# Which Residency Status for TAX



## Billius (Aug 17, 2010)

Hi, I moved here on Oct 1st 2010 (on an H1B Visa)

For the 2010 tax year I could have one of the following residency status's for TAX purposes (note - not to be confused with residency for immigration ):

Non-Resident Alien. 
Resident Alien
Dual Status

They all have pro's and cons AFAIK.

But the general info I got was that it would make more sense for me to choose resident alien for tax purposes because that way I would get the maximum tax credits/exclusions for my wife and two children.

The down-side is that my world-wide income for 2010 needs to be declared BUT because there is a UK/USA tax treaty I should be able to avoid double-taxation.

Does this match other people's understanding?

Thanks

Bill


----------



## Crawford (Jan 23, 2011)

Yes, you file as a Resident Alien - because you are resident here and are not a Green card holder or a citizen.

It is extremely unlikely that you will pay double taxation because of the Treaty, but you do need to declare your world wide income and investments.


----------



## Billius (Aug 17, 2010)

Thanks Crawford.

It might be useful for others to quote the IRS Publication 519. _(see below)_

As described here it becomes clear that you 1) have to file for an extension because by April 18th you'll not have have got substantial presence for 2011 2) you should fill out a 1040NR to calculare tax on US income as if non-resident

The one final thing I'm unsure about is if I have to do anything special for my wife who is on a H-4. Can a 4868 beb used for joint filing extension?

Thanks,

Bill

----

_Statement required to make the first-year choice for 2010. You must attach a statement to Form 1040 to make the first-year choice for 2010. The statement must contain your name and address and specify the following.
That you are making the first-year choice for 2010.

That you were not a resident in 2009.

That you are a resident under the substantial presence test in 2011.

The number of days of presence in the United States during 2011.

The date or dates of your 31-day period of presence and the period of continuous presence in the United States during 2010.

The date or dates of absence from the United States during 2010 that you are treating as days of presence.

You cannot file Form 1040 or the statement until you meet the substantial presence test for 2011. If you have not met the test for 2011 as of April 18, 2011, you can request an extension of time for filing your 2010 Form 1040 until a reasonable period after you have met that test. To request an extension to file until October 17, 2011, use Form 4868, Application for Automatic Extension of Time To File U.S. Individual Income Tax Return. You can file the paper form or use one of the electronic filing options explained in the Form 4868 instructions. You should pay with this extension the amount of tax you expect to owe for 2010 figured as if you were a nonresident alien the entire year. You can use Form 1040NR or Form 1040NR-EZ to figure the tax.

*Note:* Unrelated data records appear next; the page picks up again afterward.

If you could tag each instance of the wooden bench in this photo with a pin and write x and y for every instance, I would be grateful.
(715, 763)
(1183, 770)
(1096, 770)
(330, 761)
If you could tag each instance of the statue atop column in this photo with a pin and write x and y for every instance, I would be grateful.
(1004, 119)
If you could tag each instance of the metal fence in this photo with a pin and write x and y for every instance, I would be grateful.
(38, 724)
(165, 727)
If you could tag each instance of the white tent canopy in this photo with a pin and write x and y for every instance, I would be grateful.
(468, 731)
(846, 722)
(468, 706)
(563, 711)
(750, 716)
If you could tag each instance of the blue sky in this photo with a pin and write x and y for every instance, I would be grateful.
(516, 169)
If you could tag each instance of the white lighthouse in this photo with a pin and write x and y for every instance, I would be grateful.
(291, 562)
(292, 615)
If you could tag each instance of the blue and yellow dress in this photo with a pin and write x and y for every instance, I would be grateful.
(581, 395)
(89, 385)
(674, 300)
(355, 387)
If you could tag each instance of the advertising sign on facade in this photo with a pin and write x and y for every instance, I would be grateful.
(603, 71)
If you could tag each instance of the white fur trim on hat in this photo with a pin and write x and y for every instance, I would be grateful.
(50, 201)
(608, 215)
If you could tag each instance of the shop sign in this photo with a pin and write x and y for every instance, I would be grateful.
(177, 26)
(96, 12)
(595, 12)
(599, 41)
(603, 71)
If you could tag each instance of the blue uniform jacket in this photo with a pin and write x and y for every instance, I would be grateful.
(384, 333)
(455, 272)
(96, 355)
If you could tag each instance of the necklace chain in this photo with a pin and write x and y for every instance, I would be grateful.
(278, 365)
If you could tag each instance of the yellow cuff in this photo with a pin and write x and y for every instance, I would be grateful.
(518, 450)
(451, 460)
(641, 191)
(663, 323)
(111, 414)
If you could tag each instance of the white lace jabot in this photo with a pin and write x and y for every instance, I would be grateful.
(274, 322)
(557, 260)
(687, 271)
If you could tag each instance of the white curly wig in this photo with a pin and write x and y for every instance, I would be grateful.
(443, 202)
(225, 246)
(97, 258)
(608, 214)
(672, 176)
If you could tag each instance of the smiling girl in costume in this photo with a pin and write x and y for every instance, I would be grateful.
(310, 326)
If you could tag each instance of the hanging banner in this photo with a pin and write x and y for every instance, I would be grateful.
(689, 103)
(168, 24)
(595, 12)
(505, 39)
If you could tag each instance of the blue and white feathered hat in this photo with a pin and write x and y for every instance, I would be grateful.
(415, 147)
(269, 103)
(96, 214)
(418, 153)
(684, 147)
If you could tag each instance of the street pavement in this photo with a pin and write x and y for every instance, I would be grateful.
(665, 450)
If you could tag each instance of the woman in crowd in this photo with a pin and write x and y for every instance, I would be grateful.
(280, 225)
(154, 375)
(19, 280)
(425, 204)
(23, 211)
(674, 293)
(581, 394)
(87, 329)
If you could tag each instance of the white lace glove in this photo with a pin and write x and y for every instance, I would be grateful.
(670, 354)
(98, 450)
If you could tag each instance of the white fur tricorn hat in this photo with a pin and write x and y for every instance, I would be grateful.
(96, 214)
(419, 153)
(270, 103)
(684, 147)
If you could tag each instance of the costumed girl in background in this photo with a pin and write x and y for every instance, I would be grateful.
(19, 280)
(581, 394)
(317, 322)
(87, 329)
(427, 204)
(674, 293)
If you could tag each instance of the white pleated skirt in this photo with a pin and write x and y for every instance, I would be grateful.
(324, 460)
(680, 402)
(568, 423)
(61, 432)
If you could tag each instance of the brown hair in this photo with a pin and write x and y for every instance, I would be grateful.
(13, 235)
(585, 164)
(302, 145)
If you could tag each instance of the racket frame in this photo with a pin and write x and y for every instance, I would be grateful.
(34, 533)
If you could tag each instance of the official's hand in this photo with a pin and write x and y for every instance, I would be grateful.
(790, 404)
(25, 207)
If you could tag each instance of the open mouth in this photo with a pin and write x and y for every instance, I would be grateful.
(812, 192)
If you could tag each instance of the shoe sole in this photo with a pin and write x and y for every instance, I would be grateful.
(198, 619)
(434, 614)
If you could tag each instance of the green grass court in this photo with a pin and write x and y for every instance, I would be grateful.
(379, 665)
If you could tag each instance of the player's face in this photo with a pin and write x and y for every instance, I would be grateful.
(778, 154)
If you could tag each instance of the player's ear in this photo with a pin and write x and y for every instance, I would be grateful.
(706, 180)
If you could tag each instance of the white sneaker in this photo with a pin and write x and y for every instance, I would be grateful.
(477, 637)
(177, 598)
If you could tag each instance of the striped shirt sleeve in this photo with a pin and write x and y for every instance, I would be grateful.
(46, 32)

Enter the tax on Form 4868. If you do not pay the tax due, you will be charged interest on any tax not paid by the regular due date of your return, and you may be charged a penalty on the late payment._


----------



## Bevdeforges (Nov 16, 2007)

Billius said:


> The one final thing I'm unsure about is if I have to do anything special for my wife who is on a H-4. Can a 4868 beb used for joint filing extension?


Normally, you would file as "married filing jointly" so you file the extension form using the same assumption. Don't have a copy of the 4868 form handy, but there should be something on there about your filing status - and a place to put the spouse's name and social security or ITIN.
Cheers,
Bev


----------



## twostep (Apr 3, 2008)

Crawford said:


> Yes, you file as a Resident Alien - because you are resident here and are not a Green card holder or a citizen.
> 
> It is extremely unlikely that you will pay double taxation because of the Treaty, but you do need to declare your world wide income and investments.


Green card holder is "resident alien".


----------



## Billius (Aug 17, 2010)

Bevdeforges said:


> Normally, you would file as "married filing jointly" so you file the extension form using the same assumption. Don't have a copy of the 4868 form handy, but there should be something on there about your filing status - and a place to put the spouse's name and social security or ITIN.
> Cheers,
> Bev


Yes I was thinking about the filing status.. on my W-4 in 2010 I already have put MFJ and added my two children as dependents. I did this after a month or so - so for some pay I was over-taxed and then it was correct - But only assuming I am filing as Resident Alien (i.e. First-Year Select option as I didn't meet substantial presence in 2010 and only will in May/June 20110)

so... if I was to follow their advice and use 1040NR to calculate my tax I won't be able to claim so many tax with-holdings right? So it will appear as if I've underpaid them tax - so I would have to send of a cheque now....

then when I do get substantial presence in May/June I would do the actual filing with a 1040 with all the tax witholdings and I would end up asking for a big fat refund...

so are you suggesting I calculate my tax for the filing extension with the witholdings ? i.e. a simplified 1040 where I only look at the US income since Oct 1st but with MFJ + 2 dependents?

The other complication is our house in the UK was sold on 5 Oct (i.e. after I started work). It was <$500,000 capital gains joint allowance, but over $250,000 single. So I think I'll need to declare that and that is the main reason I need to jointly file I suppose.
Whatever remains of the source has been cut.